El estudioso de la Biblia, del siglo 19, G. S. Curva, apuntó
la futilidad de la
ambición que no es acompañada de la
dedicación para Dios. Citando cuatro poderosos regentes
mundiales del pasado, él escribió: "Alexandre, el Grande no
se quedó satisfecho hasta sojuzgar completamente las
naciones. Él lamentó no existir nada más para conquistar, y
murió precocemente en un estado de devassidão. Aníbal, que
llenó tres galones de 40 litros con los anillos de oro
sacados de los caballeros que él sacrificó, cometió suicidio
tomando veneno. Pocos notaron su pasaje en este mundo y
nadie lamentó su muerte. Júlio César manchó sus vestís con
la sangre de millones de enemigos. Conquistó 800 ciudades
apenas para ser apuñalado por sus mejores amigos en el
escenario de su mayor triunfo.
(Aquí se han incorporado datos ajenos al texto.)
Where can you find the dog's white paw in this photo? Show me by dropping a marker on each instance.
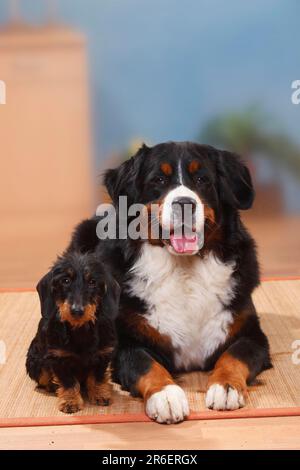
(170, 405)
(221, 398)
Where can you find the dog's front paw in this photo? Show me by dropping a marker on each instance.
(168, 406)
(219, 397)
(69, 400)
(71, 406)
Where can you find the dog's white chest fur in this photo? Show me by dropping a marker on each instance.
(186, 298)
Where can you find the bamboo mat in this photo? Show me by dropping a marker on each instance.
(276, 393)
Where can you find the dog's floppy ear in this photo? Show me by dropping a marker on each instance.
(235, 181)
(121, 181)
(111, 298)
(46, 296)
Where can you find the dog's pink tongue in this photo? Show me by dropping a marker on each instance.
(184, 244)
Napoleão, el temido
conquistador, despues abrumar todo el Europa, pasó sus
últimos años en el exilio."
¿Cuál ha sido el propósito de nuestros sueños? ¿Que
pretendemos hacer de nuestras
conquistas? Todo cuanto
almejamos tiene la finalidad de demostrar nuestra capacidad
y fortalecer nuestro ideal de poder ¿o visa exclusivamente
una vida de alegría delante del Dios a quien pretendemos
glorificar y engrandecer?
Cuando nuestra determinación en la busca de las victorias
excluye el alabanza a Dios y el deseo de ser una bendición
en Sus manos, se vuelve baladí y insignificante, pues
producirá orgullo y vanidad y levantará un muro de
separación entre nosotros y el Señor.
Las conquistas verdaderamente gloriosas son aquéllas que
objetivan el bien de todos. Si todos son contemplados, más
felices seremos. Si todos son benditos, nuestra alma si
llenará de paz y nuestro corazón de regocijo. Si nuestro
sonrisa de victoria contagiar a todos, el mundo en el que
vivimos será mucho más alumbrado.
¿Qué usted ha hecho de sus conquistas?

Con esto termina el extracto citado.